First, the main processing unit 21 selects one of three-dimensional chromatogram data files created for each of a plurality of samples, and reads it from the storage unit 22 (step S1). And with respect to this selected three-dimensional chromatogram, the max plot drawing part 31 plots the maximum intensity | strength of each holding time in the predetermined wavelength range which the user set, and produces a two-dimensional chromatogram (step S2). . As a result, a two-dimensional chromatogram (max plot) obtained by projecting the three-dimensional chromatogram onto a plane including the time axis and the intensity axis can be obtained (FIG. 2B). Here, the wavelength range for creating the max plot can be appropriately selected by the user according to the components that can be included in the sample. Also, when using a liquid chromatograph and an organic buffer such as formic acid or acetic acid as the mobile phase, absorption by the mobile phase occurs in the short wavelength region, so avoid the short wavelength region in this case. Is preferred.
When drawing the max plot, as described above, plot the maximum intensity at each time in the predetermined wavelength range, but the average value of the intensity in the vicinity of the wavelength showing the maximum intensity for the purpose of noise removal etc. May be plotted.

  In step S3, each peak appearing in the two-dimensional chromatogram created in step S2 is detected by the peak information acquisition unit 32, and its retention time (peak top time) and peak intensity (peak area and / or peak height, etc.).
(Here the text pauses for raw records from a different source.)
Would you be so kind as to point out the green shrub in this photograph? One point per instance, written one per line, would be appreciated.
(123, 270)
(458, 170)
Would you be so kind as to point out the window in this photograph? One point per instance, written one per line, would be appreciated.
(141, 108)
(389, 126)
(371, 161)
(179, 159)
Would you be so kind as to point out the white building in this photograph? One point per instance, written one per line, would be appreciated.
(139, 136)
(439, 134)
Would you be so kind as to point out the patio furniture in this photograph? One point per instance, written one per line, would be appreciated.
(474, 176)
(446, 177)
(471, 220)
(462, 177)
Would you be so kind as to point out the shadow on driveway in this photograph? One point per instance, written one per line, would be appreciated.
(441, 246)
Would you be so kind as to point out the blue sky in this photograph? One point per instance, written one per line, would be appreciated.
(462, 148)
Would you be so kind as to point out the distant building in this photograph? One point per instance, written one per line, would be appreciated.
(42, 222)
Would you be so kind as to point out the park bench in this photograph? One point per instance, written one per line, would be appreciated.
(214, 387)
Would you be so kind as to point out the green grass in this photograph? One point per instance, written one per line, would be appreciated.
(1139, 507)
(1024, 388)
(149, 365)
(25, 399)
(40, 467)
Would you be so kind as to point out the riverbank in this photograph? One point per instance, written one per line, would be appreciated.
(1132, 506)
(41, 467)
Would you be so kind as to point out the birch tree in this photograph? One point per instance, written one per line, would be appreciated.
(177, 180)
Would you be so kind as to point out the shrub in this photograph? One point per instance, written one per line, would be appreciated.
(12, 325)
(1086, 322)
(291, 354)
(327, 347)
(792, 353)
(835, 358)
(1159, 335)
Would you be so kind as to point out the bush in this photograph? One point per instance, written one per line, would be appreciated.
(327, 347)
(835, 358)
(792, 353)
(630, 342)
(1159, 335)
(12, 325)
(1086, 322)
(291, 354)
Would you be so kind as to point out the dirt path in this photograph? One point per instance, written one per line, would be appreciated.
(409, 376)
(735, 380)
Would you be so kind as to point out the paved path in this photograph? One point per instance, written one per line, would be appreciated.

Is acquired.

  In step S4, a two-dimensional graph (spectrum waveform shown in FIG. 2 (c)) is cut out for each holding time acquired in step S3 from the three-dimensional chromatogram read out in step S1, and a pole information acquisition unit is extracted. 33 obtains the wavelength at which the intensity is maximum in the two-dimensional graph (hereinafter referred to as “maximum wavelength”). The results obtained in step S3 and step S4 are listed by the first peak list creation unit 34, and a first peak list having information on the retention time and maximum wavelength of each peak as shown in FIG. It is created (step S5). In the first peak list shown in FIG. 4A, in addition to the retention time (second column) and the maximum wavelength (third column) of each peak, the peak intensity (fourth column) of each sample is also shown. It is described.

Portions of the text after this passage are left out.